Horn Trio in E‑Flat Major

Op. 40

The combination of the commanding horn, the sonorous grandeur of the piano and the delicate, intimate solo violin seems a recipe for acoustic disaster. But Brahms handles the balance between these very instruments so expertly and imaginatively that the three voices are able to converse as equals, and the result is one of his most glorious chamber works. The Horn Trio (1865) is full of the spirit of German Romanticism: exuberant hunting and dancing rhythms dominate the fast second and fourth movements, but the piece also explores more shadowy woodland territory in the songlike opening “Andante”, whose theme Brahms said came to him during a solitary forest walk. The heart of the Horn Trio, however, is the dark, troubled “Adagio mesto” third movement (mesto means “sad” or “mournful”). Unlike his mentor Robert Schumann, Brahms was rarely emotionally specific in his tempo markings.
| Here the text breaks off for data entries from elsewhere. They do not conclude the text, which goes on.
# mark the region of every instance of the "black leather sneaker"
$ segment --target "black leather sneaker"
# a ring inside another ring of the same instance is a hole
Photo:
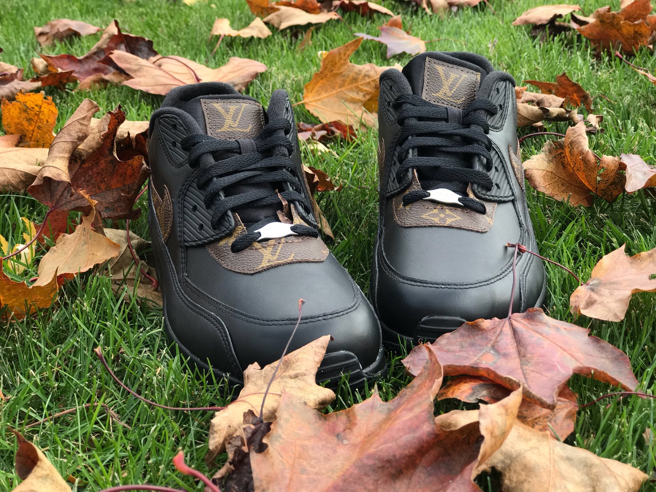
[[[172,90],[150,120],[148,220],[166,330],[234,384],[290,351],[334,340],[317,379],[358,385],[385,361],[371,304],[318,237],[284,91],[268,108],[230,85]]]
[[[389,346],[505,318],[514,250],[537,251],[515,82],[483,57],[426,52],[380,75],[380,216],[371,295]],[[518,256],[514,310],[541,306],[541,262]]]

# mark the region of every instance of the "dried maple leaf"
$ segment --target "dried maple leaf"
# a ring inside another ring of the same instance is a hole
[[[569,199],[572,205],[590,206],[591,193],[607,201],[617,198],[626,180],[619,159],[603,155],[597,162],[583,121],[565,134],[564,139],[548,141],[541,154],[524,162],[531,186],[557,200]]]
[[[308,14],[300,9],[293,7],[277,6],[277,10],[264,18],[264,21],[279,30],[290,26],[304,26],[308,24],[325,24],[331,19],[339,19],[337,12],[322,12],[319,14]]]
[[[592,14],[594,20],[579,28],[592,46],[600,50],[621,49],[632,54],[641,46],[646,46],[656,28],[650,0],[636,0],[619,12],[611,12],[609,7],[602,7]]]
[[[57,121],[57,106],[52,98],[43,92],[19,92],[16,100],[2,100],[2,125],[5,131],[20,135],[26,147],[48,148],[54,134],[52,129]]]
[[[48,46],[53,41],[60,41],[72,36],[88,36],[95,34],[100,28],[81,20],[55,19],[41,28],[34,28],[34,35],[41,46]]]
[[[549,318],[539,308],[499,319],[477,319],[443,335],[429,346],[447,376],[482,376],[523,398],[554,409],[573,374],[590,375],[633,391],[638,384],[626,354],[590,330]],[[403,365],[416,375],[426,352],[413,350]]]
[[[480,410],[455,410],[438,417],[453,431],[480,419]],[[638,492],[647,475],[619,461],[558,441],[516,422],[504,443],[485,462],[501,474],[504,492]]]
[[[656,248],[627,256],[625,245],[600,260],[590,279],[572,293],[572,312],[619,321],[626,314],[632,294],[656,292]]]
[[[640,155],[623,154],[620,155],[619,165],[626,175],[624,188],[627,192],[633,193],[644,188],[656,186],[656,167],[647,165]]]
[[[308,14],[319,14],[321,12],[321,6],[317,3],[317,0],[281,0],[281,1],[274,2],[274,5],[300,9]],[[275,7],[274,10],[276,10]]]
[[[16,451],[16,474],[23,482],[14,492],[71,492],[71,487],[35,445],[11,428],[16,435],[18,449]]]
[[[426,352],[422,370],[390,401],[375,391],[323,415],[285,393],[266,449],[250,453],[255,489],[480,492],[472,479],[510,433],[521,392],[487,405],[480,421],[444,430],[433,415],[440,364],[417,350]]]
[[[52,142],[48,159],[28,191],[51,209],[87,212],[89,203],[78,190],[85,190],[98,202],[104,218],[128,218],[149,170],[136,155],[121,161],[114,152],[117,129],[125,118],[119,106],[109,112],[92,130],[91,117],[98,105],[85,99]]]
[[[581,85],[567,77],[564,72],[556,77],[556,82],[525,80],[524,83],[539,87],[543,94],[552,94],[562,97],[566,104],[571,104],[575,108],[583,105],[588,112],[592,110],[592,98]]]
[[[394,15],[394,12],[389,9],[367,0],[333,0],[332,10],[337,9],[345,12],[357,12],[360,15],[373,15],[375,12],[392,16]]]
[[[173,87],[196,82],[225,82],[243,91],[266,66],[249,58],[231,57],[218,68],[209,68],[182,56],[159,56],[144,60],[123,51],[110,58],[133,77],[122,83],[150,94],[165,95]]]
[[[462,401],[478,403],[479,400],[495,403],[507,398],[510,390],[487,378],[457,376],[449,380],[440,390],[438,400],[457,398]],[[543,408],[527,400],[522,400],[517,419],[529,427],[546,432],[555,432],[561,441],[574,431],[579,409],[576,395],[565,386],[556,398],[556,409]],[[556,437],[554,436],[554,437]]]
[[[283,393],[300,398],[310,408],[319,409],[335,400],[335,393],[316,382],[317,369],[323,359],[330,338],[329,335],[321,337],[283,358],[264,401],[262,417],[265,421],[276,419]],[[253,410],[259,415],[264,391],[277,365],[276,361],[260,369],[255,362],[246,368],[244,387],[239,397],[224,410],[216,412],[212,419],[206,461],[209,462],[222,452],[230,438],[241,428],[244,412]]]
[[[214,21],[212,32],[210,36],[239,36],[240,37],[260,37],[265,38],[272,34],[269,28],[262,22],[262,19],[256,17],[255,20],[247,27],[237,31],[230,27],[230,21],[228,19],[218,18]]]
[[[559,17],[562,17],[567,14],[571,14],[573,12],[580,10],[581,10],[581,8],[579,5],[569,5],[566,4],[540,5],[533,9],[529,9],[512,21],[512,25],[522,26],[523,24],[532,24],[539,26],[548,24]]]
[[[41,259],[35,286],[50,283],[56,275],[77,275],[86,272],[120,253],[119,245],[94,230],[92,224],[96,219],[96,201],[83,191],[80,194],[88,201],[91,213],[82,217],[82,223],[72,234],[62,234],[56,244]]]
[[[379,29],[380,30],[380,36],[371,36],[361,33],[356,33],[354,35],[386,45],[388,58],[400,53],[417,54],[426,51],[426,43],[421,38],[411,36],[402,29],[389,26],[381,26]]]
[[[276,12],[276,7],[269,4],[269,0],[246,0],[251,12],[258,17],[266,17]]]
[[[361,123],[369,126],[376,123],[378,79],[380,73],[393,67],[349,62],[362,39],[329,51],[321,60],[321,69],[305,85],[301,102],[323,123],[337,120],[346,125]]]
[[[26,313],[33,313],[37,309],[50,307],[56,299],[58,290],[54,276],[43,285],[28,287],[24,282],[11,280],[0,270],[0,308],[6,308],[7,312],[17,319],[22,319]]]

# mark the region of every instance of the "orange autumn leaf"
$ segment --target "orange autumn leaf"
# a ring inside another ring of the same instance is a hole
[[[572,205],[590,206],[591,194],[612,201],[626,180],[617,157],[603,155],[597,161],[583,121],[568,128],[565,138],[544,144],[541,154],[524,162],[524,169],[531,186]]]
[[[572,293],[572,312],[619,321],[626,314],[632,294],[656,292],[656,248],[627,256],[625,246],[600,260],[590,279]]]
[[[57,107],[41,92],[18,92],[16,100],[2,100],[2,125],[7,133],[20,135],[26,147],[48,148],[54,138]]]
[[[524,83],[532,84],[540,88],[543,94],[552,94],[565,100],[565,104],[577,108],[581,105],[588,111],[592,110],[592,98],[580,85],[563,72],[556,77],[556,82],[541,82],[538,80],[525,80]]]
[[[55,275],[42,285],[28,287],[25,282],[14,282],[0,270],[0,308],[6,308],[7,312],[16,318],[22,319],[37,309],[50,307],[58,290]]]
[[[96,220],[97,202],[83,191],[80,194],[89,202],[91,213],[82,217],[82,223],[72,234],[62,234],[56,244],[41,258],[35,285],[49,283],[56,274],[77,275],[86,272],[121,253],[119,245],[97,232],[92,225]]]
[[[531,308],[502,319],[465,323],[428,346],[445,375],[482,376],[511,390],[521,386],[525,399],[550,409],[574,374],[635,390],[638,380],[626,355],[589,332]],[[403,363],[417,375],[425,359],[425,351],[417,347]]]

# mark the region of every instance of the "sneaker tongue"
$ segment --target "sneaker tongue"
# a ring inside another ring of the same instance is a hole
[[[196,120],[208,135],[221,140],[253,138],[264,127],[264,110],[262,104],[251,98],[235,97],[232,94],[203,96],[188,101],[182,109]],[[216,165],[221,165],[220,162],[218,161]],[[270,183],[237,184],[226,188],[223,192],[228,197],[262,190],[275,192],[276,186]],[[282,210],[281,203],[249,207],[235,211],[247,228],[264,219],[277,220],[278,210]]]
[[[478,94],[483,68],[436,52],[415,56],[403,70],[413,92],[443,106],[463,110]]]

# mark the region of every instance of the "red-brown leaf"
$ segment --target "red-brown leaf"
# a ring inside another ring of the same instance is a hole
[[[638,380],[628,358],[589,332],[533,308],[502,319],[466,323],[430,346],[445,375],[482,376],[510,389],[521,386],[524,398],[545,408],[556,407],[556,396],[573,374],[634,390]],[[413,350],[403,362],[417,375],[425,359],[425,351]]]

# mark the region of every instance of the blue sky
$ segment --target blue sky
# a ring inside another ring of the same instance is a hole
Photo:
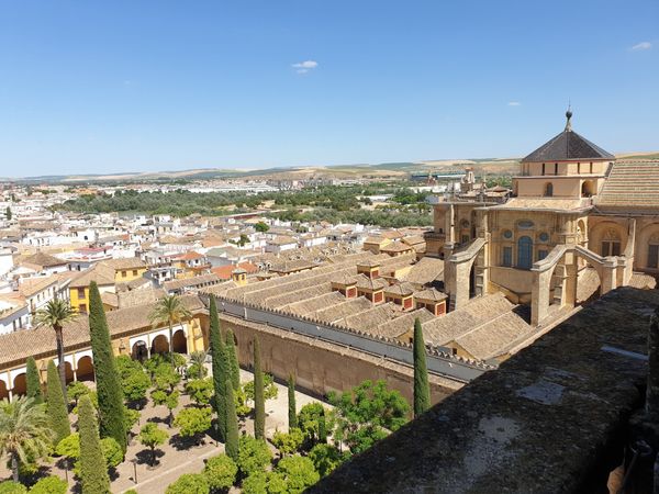
[[[659,2],[0,1],[0,176],[659,149]]]

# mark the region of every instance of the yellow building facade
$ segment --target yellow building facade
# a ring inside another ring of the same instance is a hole
[[[427,255],[445,260],[451,310],[499,291],[541,324],[577,304],[589,272],[599,294],[659,274],[659,161],[617,161],[566,116],[563,132],[522,159],[507,201],[435,205]]]

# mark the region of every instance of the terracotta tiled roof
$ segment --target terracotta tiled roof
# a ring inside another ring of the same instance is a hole
[[[205,308],[196,295],[186,295],[181,299],[186,307],[193,314]],[[146,304],[108,312],[110,334],[121,335],[139,328],[150,328],[148,316],[153,307],[153,304]],[[64,345],[67,351],[89,347],[89,318],[87,316],[80,316],[74,323],[64,327]],[[55,333],[49,327],[23,329],[0,335],[0,368],[7,368],[12,363],[23,363],[30,356],[36,358],[54,357],[55,353]]]
[[[66,266],[67,261],[59,259],[49,254],[38,251],[32,256],[26,256],[20,260],[20,263],[29,263],[32,266],[38,266],[41,268],[56,268],[58,266]]]
[[[227,266],[219,266],[216,268],[212,268],[211,272],[213,274],[217,274],[217,278],[220,278],[221,280],[230,280],[231,274],[237,269],[243,269],[247,273],[254,273],[254,272],[258,271],[258,268],[255,265],[253,265],[252,262],[239,262],[237,266],[227,265]]]
[[[426,344],[444,346],[498,316],[511,312],[515,305],[502,293],[479,296],[463,307],[423,325]]]
[[[387,280],[382,278],[369,278],[366,274],[357,276],[357,288],[366,290],[381,290],[389,287]]]
[[[71,280],[70,288],[85,288],[96,281],[99,287],[114,284],[114,270],[108,266],[96,265]]]
[[[59,277],[56,274],[51,277],[24,278],[19,284],[19,293],[23,296],[32,296],[52,284],[56,284],[58,281]]]
[[[422,290],[414,293],[414,299],[427,300],[433,302],[442,302],[446,300],[448,295],[446,293],[442,293],[439,290],[435,290],[434,288]]]
[[[659,161],[616,162],[600,195],[599,209],[659,209]]]
[[[384,289],[384,295],[407,296],[414,293],[410,283],[396,283]]]
[[[180,280],[171,280],[171,281],[166,281],[164,283],[164,288],[165,290],[167,290],[168,292],[172,291],[172,290],[180,290],[183,288],[193,288],[193,287],[201,287],[203,284],[214,284],[214,283],[219,283],[220,281],[222,281],[217,274],[201,274],[199,277],[192,277],[192,278],[185,278],[185,279],[180,279]]]

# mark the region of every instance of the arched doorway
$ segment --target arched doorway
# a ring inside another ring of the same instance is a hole
[[[64,362],[64,373],[66,375],[67,384],[74,381],[74,367],[70,364],[70,362]]]
[[[595,194],[595,182],[592,180],[584,180],[581,184],[581,197],[591,198]]]
[[[188,338],[182,329],[179,329],[174,334],[171,346],[174,351],[177,353],[188,353]]]
[[[19,374],[14,378],[14,386],[11,390],[14,396],[23,396],[27,392],[27,384],[25,381],[25,373]]]
[[[136,341],[131,350],[131,357],[133,360],[138,360],[141,362],[144,362],[146,359],[148,359],[148,348],[146,347],[146,344],[142,340]]]
[[[528,236],[517,240],[517,268],[530,269],[533,265],[533,240]]]
[[[76,369],[78,381],[93,381],[93,362],[91,357],[82,357],[78,360],[78,369]]]
[[[2,400],[9,400],[9,390],[4,381],[0,381],[0,401]]]
[[[158,335],[152,341],[152,355],[167,353],[169,351],[169,341],[165,335]]]

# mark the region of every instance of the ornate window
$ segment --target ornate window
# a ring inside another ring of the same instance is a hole
[[[523,236],[517,240],[517,268],[530,269],[533,265],[533,240]]]
[[[513,266],[513,248],[504,247],[503,248],[503,259],[501,260],[501,266],[506,268],[511,268]]]
[[[648,246],[648,268],[659,268],[659,244],[650,244]]]
[[[648,268],[659,269],[659,234],[650,237],[648,245]]]
[[[602,240],[602,256],[621,255],[621,236],[614,228],[608,228]]]

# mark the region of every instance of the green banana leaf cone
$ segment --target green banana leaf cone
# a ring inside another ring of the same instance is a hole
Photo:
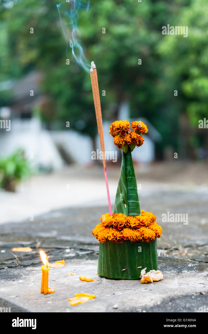
[[[113,213],[134,217],[141,214],[130,148],[123,152]],[[138,268],[140,267],[140,268]],[[142,269],[157,270],[157,240],[100,242],[98,274],[108,278],[137,280]]]

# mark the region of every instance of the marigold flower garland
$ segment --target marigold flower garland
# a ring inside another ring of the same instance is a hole
[[[116,121],[111,123],[109,133],[114,138],[114,143],[124,153],[128,151],[130,146],[131,152],[135,148],[141,146],[144,143],[144,138],[141,134],[145,134],[148,132],[147,126],[141,121],[132,122],[131,131],[129,122],[127,121]]]
[[[101,222],[94,228],[92,234],[102,243],[108,240],[121,243],[125,240],[149,242],[160,238],[162,229],[155,221],[156,216],[143,210],[141,213],[134,217],[123,213],[114,213],[111,216],[109,213],[102,215]]]

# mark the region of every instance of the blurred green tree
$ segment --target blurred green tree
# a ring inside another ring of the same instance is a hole
[[[70,20],[64,13],[72,2],[60,7],[67,39]],[[49,113],[42,111],[49,127],[56,120],[69,121],[70,127],[94,138],[90,75],[76,64],[69,47],[66,55],[56,1],[17,0],[11,8],[8,3],[1,2],[0,79],[42,71],[42,89],[52,102]],[[198,120],[208,113],[207,0],[91,0],[90,5],[79,11],[78,25],[84,52],[96,64],[104,118],[117,119],[127,99],[131,116],[146,117],[162,135],[159,155],[166,145],[176,150],[184,141],[192,156]],[[168,24],[188,25],[188,37],[162,35]]]

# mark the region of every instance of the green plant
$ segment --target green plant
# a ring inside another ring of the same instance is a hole
[[[23,151],[18,149],[12,155],[0,159],[0,186],[8,191],[15,192],[18,183],[31,172]]]

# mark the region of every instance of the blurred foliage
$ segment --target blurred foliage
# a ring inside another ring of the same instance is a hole
[[[0,186],[8,191],[15,191],[16,186],[31,173],[28,162],[21,149],[10,156],[0,159]]]
[[[94,137],[90,75],[76,64],[69,46],[66,55],[56,1],[0,3],[0,81],[42,71],[42,89],[52,102],[50,114],[43,112],[49,126],[56,119],[69,121]],[[63,1],[60,7],[68,40],[70,20],[64,13],[70,4]],[[168,24],[188,26],[188,37],[163,35]],[[100,93],[106,92],[100,94],[104,118],[116,119],[127,99],[131,116],[146,117],[162,135],[159,151],[171,145],[179,152],[186,145],[188,152],[199,142],[207,148],[207,134],[202,132],[200,141],[192,138],[198,135],[199,120],[208,118],[207,0],[91,0],[90,10],[79,11],[78,26],[85,54],[96,64]]]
But this is clearly a profound lament, almost certainly composed as a memorial to Brahms’ mother, who had died only a few months earlier, and with whom Brahms had an intense but complicated relationship. As in all Brahms’ great chamber works, the public mask is off, and we encounter the real, acutely sensitive private heart. But the joy, the exuberance are real too: as so often, the presence of death heightens our sense of the beauty of life.